TROISIEME MANDAT : Quel timing pour Macky Sall

Les minutes qui s’écoulent et nous rapprochent du 25 février 2024 jouent contre Macky Sall. Qu’il l’avoue ou pas, le chef de l’Etat a le regard constamment braqué sur le calendrier. Plus on avance, plus s’effrite son autorité. Et le poulain éventuel choisi aura peu de temps, surtout s’il n’en a pas l’expérience, pour s’engager dans la Présidentielle. Le climat de tension actuel lui ouvre la voie d’une candidature que ses théoriciens pourraient appeler « candidature de la paix civile » comme l’avait fait François Mitterrand en 1988. Autrement, un boulevard pour le palais de la République est en train de s’ouvrir devant le leader de Pastef, Ousmane Sonko, constate laviesenegalaise.com.

Tout le monde le sait : l’histoire ne se répète pas ! Mais, le contexte actuel du Sénégal ressemble fort à s’y méprendre au climat politique ayant prévalu en France en 1986. Cette année-là, Mitterrand est contraint à la première cohabitation de l’histoire politique française. Le président du Rassemblement pour la République (RPR), Jacques Chirac est appelé à Matignon. C’est une catastrophe pour la majorité des Français en raison des couacs et de la confusion. Mitterrand en profite, reprend l’initiative, sa cote de popularité remonte et il est favori à la Présidentielle. Il tarde toutefois, comme Macky Sall, aujourd’hui, à déclarer sa candidature. La loi ne s’y opposait nullement. Par contre, son âge (74 ans) et sa longue carrière politique ressemblaient à des freins. Il installe alors le suspense jusqu’au fatidique plateau d’Antenne 2. Là, à trente-trois jours du premier tour, face aux journalistes Paul Amar et Henri Sannier, il répond « oui » à la question « (…) Monsieur le président, êtes-vous à nouveau candidat à la présidence de la République ? » Puis, il s’élance, comme il en a l’art, dans une justification-dramatisation qui laisse pantois les téléspectateurs. « (…) Eh bien, je veux que la France soit unie, et elle ne le sera pas si elle est prise en main par des esprits intolérants, par des partis qui veulent tout, par des clans, ou par des bandes. (…) Il faut la paix civile à la France, si on veut qu’elle soit prête à aborder le temps qui vient ». Il enchaîne : « J’ai dit que la France ne sera pas unie non plus, si des intérêts particuliers, égoïstes par nature, exercent leur domination sur le pays, au risque de déchirer le tissu social, d’empêcher la cohésion sociale qui correspond à la cohésion nationale nécessaire. Alors, je dis, il faut la paix sociale, il faut la paix civile, il faut la paix sociale ».
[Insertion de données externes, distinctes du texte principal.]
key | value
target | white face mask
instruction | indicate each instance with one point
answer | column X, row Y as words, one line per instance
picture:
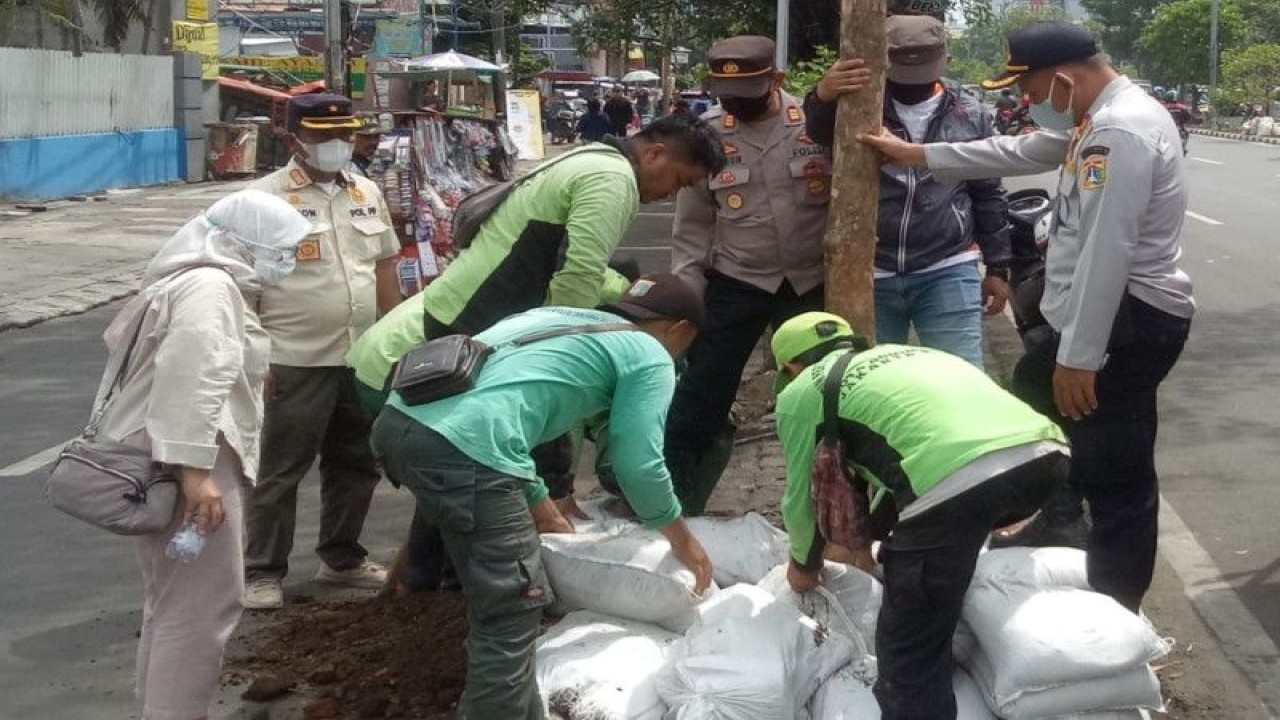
column 329, row 156
column 1051, row 118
On est certes encore loin des trente-trois jours qui nous séparent, comme François Mitterrand en 1988, de la Présidentielle de 2024, mais les ingrédients d’un copier-coller sont manifestement réunis.

Depuis, en effet, le fameux meeting, à Keur Massar, du leader de Pastef, Ousmane Sonko, les risques d’une tragique confrontation dans la scène politique se sont accumulés. Sonko a durci le ton. Du haut de la tribune et face à un monde fou venu répondre au meeting, il a déclaré être arrivé au « Terminus » au sujet du procès pour viol contre Adji Sarr qui l’attend à la Chambre criminelle. Là, il lâche avoir fait son « testament ». Et depuis lors, ses partisans ne cessent d’inonder les réseaux sociaux appelant ouvertement à la confrontation. « Gatsa, Gatsa ! » (Œil pour œil, dent pour dent), déclare Ousmane Sonko donnant quasiment le mot au « mortal combat ».

Le climat politique s’est alors fortement dégradé notamment le 16 février dernier, à l’audience du procès opposant Ousmane Sonko à Mame Mbaye Niang pour diffamation. Annoncée d’abord le 2 février dernier, l’audience avait été renvoyée au 16 février puis au 16 mars prochain. Sur le chemin du retour, Ousmane Sonko assailli par une foule de militants décidés à l’accompagner jusqu’à chez lui a dû être extirpé de son véhicule par les forces de l’ordre et conduit de force dans une voiture blindée de la police jusqu’à son domicile. Auparavant, le meeting interdit de Pastef à Mbacké a entraîné des manifestations violentes jusqu’à Touba. Cette lourde ambiance fait craindre partout le pire.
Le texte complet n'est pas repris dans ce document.